Single-node with S3The entry is fsynced to the local WAL and the WAL segment has been uploaded to S3 (synchronous upload, default).
Single-node, WALSyncUpload=falseThe entry is fsynced to local disk only. The segment is uploaded asynchronously. Up to one segment’s worth of acknowledged writes can be lost if the node fails before upload.

In cluster mode S3 is used only for disaster recovery (all nodes fail simultaneously) and fast startup. Ordinary writes never wait for S3.

Revisions are assigned under a mutex and are strictly monotonically increasing. No two acknowledged writes ever share a revision. This holds across leader changes — the new leader loads the latest revision from S3 before assigning the next one.
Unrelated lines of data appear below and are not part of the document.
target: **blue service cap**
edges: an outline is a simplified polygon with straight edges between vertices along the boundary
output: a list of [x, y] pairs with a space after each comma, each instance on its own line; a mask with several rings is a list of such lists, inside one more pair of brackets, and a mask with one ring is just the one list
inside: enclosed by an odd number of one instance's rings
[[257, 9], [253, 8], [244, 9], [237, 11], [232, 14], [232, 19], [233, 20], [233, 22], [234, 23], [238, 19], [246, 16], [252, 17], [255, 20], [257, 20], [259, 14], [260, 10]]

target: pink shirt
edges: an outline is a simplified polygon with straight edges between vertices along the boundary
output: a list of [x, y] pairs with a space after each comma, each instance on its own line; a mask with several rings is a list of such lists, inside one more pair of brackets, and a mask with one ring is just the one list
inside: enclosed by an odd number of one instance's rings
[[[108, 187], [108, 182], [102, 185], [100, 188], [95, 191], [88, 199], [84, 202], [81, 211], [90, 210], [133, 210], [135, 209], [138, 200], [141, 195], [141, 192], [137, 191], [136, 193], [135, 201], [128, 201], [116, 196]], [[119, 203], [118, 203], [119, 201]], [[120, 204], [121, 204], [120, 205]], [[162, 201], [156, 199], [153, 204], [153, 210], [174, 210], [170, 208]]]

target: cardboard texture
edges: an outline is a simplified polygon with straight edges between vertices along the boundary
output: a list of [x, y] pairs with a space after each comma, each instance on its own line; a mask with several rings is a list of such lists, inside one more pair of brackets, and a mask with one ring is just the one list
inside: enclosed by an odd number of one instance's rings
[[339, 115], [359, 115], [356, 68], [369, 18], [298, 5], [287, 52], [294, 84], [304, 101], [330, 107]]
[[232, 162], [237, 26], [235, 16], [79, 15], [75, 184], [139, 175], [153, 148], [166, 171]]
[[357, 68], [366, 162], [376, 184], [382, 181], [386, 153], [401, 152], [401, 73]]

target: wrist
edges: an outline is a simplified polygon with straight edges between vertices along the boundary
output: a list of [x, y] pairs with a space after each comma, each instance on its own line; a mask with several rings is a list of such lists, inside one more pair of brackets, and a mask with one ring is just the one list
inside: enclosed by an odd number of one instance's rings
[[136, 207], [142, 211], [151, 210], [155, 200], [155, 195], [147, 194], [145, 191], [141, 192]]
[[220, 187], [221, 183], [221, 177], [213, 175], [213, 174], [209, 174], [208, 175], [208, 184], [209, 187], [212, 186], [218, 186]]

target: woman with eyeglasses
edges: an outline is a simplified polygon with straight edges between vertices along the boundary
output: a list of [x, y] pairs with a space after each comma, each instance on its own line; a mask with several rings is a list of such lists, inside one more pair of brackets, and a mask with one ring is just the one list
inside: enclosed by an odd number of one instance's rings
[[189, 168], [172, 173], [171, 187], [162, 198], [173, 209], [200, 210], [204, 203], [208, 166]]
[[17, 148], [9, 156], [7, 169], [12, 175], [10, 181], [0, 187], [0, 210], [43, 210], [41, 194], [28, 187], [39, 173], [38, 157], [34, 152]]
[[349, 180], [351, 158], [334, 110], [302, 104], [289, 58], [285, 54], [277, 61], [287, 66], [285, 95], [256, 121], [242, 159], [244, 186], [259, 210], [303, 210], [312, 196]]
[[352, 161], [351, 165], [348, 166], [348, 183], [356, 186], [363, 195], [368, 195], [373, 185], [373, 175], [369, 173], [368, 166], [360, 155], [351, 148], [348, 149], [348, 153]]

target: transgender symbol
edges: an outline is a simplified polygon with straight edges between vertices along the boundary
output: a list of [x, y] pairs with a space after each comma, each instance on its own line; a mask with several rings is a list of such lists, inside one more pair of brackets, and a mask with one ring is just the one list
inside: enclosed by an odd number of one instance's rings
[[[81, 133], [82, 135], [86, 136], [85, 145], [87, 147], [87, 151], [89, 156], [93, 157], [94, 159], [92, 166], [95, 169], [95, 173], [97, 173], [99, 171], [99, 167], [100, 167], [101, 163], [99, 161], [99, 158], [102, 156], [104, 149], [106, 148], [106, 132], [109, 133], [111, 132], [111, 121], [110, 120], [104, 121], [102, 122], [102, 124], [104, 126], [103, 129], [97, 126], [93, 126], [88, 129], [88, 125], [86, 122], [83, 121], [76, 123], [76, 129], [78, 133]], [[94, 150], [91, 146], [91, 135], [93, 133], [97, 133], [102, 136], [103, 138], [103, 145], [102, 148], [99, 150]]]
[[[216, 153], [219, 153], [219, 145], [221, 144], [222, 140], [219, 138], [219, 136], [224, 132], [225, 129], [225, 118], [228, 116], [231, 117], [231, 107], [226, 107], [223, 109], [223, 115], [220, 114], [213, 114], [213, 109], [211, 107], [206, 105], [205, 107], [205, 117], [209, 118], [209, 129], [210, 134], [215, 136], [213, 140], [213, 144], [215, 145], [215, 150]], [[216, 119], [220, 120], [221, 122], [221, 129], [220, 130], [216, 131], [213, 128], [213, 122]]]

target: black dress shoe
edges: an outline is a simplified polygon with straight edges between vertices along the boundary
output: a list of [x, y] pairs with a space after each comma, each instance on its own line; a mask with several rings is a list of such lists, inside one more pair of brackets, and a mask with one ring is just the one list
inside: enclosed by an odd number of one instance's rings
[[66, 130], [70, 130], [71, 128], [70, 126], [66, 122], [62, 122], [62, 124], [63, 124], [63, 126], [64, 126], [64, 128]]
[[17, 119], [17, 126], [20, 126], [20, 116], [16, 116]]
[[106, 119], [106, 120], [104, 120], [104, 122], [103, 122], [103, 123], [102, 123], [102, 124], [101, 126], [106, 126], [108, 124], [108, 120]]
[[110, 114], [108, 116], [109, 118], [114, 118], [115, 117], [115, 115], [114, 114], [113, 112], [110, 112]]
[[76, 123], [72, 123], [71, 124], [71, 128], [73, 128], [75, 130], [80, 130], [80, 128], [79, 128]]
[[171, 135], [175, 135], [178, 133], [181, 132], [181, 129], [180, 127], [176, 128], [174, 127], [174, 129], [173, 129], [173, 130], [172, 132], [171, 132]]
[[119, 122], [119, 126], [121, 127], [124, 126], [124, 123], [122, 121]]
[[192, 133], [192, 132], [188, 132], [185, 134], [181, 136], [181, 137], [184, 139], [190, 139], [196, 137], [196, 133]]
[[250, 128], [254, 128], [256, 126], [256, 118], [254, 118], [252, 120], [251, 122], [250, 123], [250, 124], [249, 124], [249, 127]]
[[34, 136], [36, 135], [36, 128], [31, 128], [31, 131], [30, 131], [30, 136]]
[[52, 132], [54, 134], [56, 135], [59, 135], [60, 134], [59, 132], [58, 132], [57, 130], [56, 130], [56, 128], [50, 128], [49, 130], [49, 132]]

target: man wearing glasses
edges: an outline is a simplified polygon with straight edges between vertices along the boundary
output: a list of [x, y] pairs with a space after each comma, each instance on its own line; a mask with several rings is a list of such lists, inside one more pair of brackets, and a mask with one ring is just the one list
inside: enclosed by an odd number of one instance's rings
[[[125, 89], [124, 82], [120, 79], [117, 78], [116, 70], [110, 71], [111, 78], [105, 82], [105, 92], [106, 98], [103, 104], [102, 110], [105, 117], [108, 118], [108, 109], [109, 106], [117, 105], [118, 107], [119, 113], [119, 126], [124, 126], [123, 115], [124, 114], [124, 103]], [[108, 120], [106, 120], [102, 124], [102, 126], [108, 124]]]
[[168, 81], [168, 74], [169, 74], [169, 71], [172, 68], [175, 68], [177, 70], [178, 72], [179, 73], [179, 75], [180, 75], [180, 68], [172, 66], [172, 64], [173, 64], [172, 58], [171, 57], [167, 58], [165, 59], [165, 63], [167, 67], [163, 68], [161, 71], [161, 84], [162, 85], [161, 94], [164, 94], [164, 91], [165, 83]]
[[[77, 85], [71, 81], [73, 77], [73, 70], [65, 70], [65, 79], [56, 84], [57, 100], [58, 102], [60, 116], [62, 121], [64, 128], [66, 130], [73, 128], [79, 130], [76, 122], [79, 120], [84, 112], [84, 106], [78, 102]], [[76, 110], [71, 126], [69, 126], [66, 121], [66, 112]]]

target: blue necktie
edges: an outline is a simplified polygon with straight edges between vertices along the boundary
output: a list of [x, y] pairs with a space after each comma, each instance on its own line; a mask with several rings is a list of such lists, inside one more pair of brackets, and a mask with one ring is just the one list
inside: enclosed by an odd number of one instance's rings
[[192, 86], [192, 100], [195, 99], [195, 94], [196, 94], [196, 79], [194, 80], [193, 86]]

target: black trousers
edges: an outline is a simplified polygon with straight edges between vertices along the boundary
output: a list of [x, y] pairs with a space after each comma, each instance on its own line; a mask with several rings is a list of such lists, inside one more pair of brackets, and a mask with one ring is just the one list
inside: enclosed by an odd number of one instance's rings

T4 supports two read consistency levels, controlled by --read-consistency (CLI) or ReadConsistency (library).

--read-consistency linearizable

Every read reflects all writes that completed before it, regardless of which node serves it. A follower syncs to the leader’s current revision before returning data.

  • Guarantees: reads are always up-to-date; no stale reads even on followers.
  • Cost: one gRPC round-trip to the leader per read on a follower (latency overhead is typically single-digit milliseconds on LAN).
  • Single-node mode: no overhead; the node is always current.
--read-consistency serializable

Reads are served from the local Pebble state without contacting the leader.

  • Guarantees: reads are consistent with each other in revision order. A read never observes a partially-applied batch. However a follower may return data that is a few revisions behind the leader.
  • Cost: zero; no network round-trip.
  • Use case: analytics, batch scans, or any workload that can tolerate slightly stale data.

T4 claims linearizability for the following operations, with ReadConsistency: linearizable (default):

  • Single-key Put, Get, Delete.
  • Multi-key Txn (If / Then / Else) under the same revision-assignment lock as single-key writes. All ops in a transaction commit to the WAL in one entry and apply to Pebble in one batch.
  • Watch events: the sequence of events delivered to a single watcher is ordered by revision, and revisions never repeat or regress across leader failover.

The claim is not that every read is linearizable regardless of configuration. The following are not linearizable:

  • Reads taken with ReadConsistency: serializable (consistent prefix, but may be stale relative to the leader’s current revision).
  • Reads served by a follower whose stream is currently disconnected from the leader during a partition (the follower returns ErrNotLeader for linearizable reads rather than serving stale data).
  • Lease TTL clocks (wall-clock dependent; see api and the upgrade implications in v1-compatibility).

The continuous evidence for the linearizability claim is the Jepsen test suite (jepsen/src/jepsen/t4/).

Two workloads, both defined in jepsen/src/jepsen/t4/core.clj:

  • register — single-key CAS register (50% reads / 30% writes / 20% CAS). Knossos cas-register model.
  • multi-register — three keys driven through the etcd Txn API. Every write and CAS is a single Txn covering all three keys, committed in one WAL entry (one revision). The three-tuple {:a v :b v :c v} is modelled as a single cas-register value, so any non-atomic application would surface as a linearizability violation.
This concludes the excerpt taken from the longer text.